Investigation on Compositional Structures of the Organic Matter and Biomarker Distributions in Shengli Lignite.

The structural characteristics of the organic matter and biomarker distributions in Shengli lignite (SL) were comprehensively studied by combining a variety of modern analytical techniques and solvent extraction/thermal dissolution. Characterization of SL with Fourier transform infrared spectroscopy, X-ray photoelectron spectroscopy, solid (13)C nuclear magnetic resonance spectroscopy and thermogravimetry showed that organic matter in SL is rich in oxygen functional groups, such as C-O, >C=O, and -COOH, and hydrogen bonds. The hydrogen bonds mainly include -OH···π, self-associated -OH, -OH···ether O, tightly bound cyclic -OH, -OH···N, -COOH dimers, and -SH···N. The highest content of organic nitrogen and sulfur on SL surface are pyrrole nitrogen and aromatic sulfur, respectively. The proportions of aromatic and aliphatic carbons in SL are about 58% and 39%, respectively. The aromatic carbon is mainly composed of protonated aromatic and aromatic bridged carbons; methylene carbon has the highest content among the aliphatic carbons, with chains of average length of 1.43 carbon atoms. The average number of aromatic structural units in the carbon skeleton of SL is about 3, and each aromatic structural unit contains an average of 1-2 substituent groups. Thermogravimetric analysis clarified the distribution of the main types of covalent bonds in SL and their possible cracking temperatures during pyrolysis. The extracts and soluble portion of thermal dissolution from SL were analyzed by a gas chromatograph/mass spectrometer, and a series of biomarkers were identified, mainly concentrated in petroleum ether extract and cyclohexane thermal soluble portion.
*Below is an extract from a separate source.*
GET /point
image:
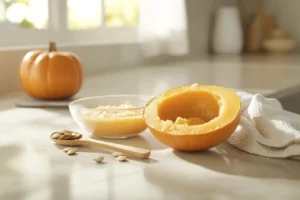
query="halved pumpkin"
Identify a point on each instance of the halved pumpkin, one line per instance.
(194, 117)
These included long-chain n-alkanes, isoprenoid alkanes, long-chain n-alkenes, terpenoids, n-alkan-2-ones, long-chain n-alkylbenzene, and long-chain n-alkyltoluene. The comprehensive characterization of the organic matter and the distribution of related biomarkers provided an important scientific basis for understanding the molecular structural characteristics and geochemical information on SL.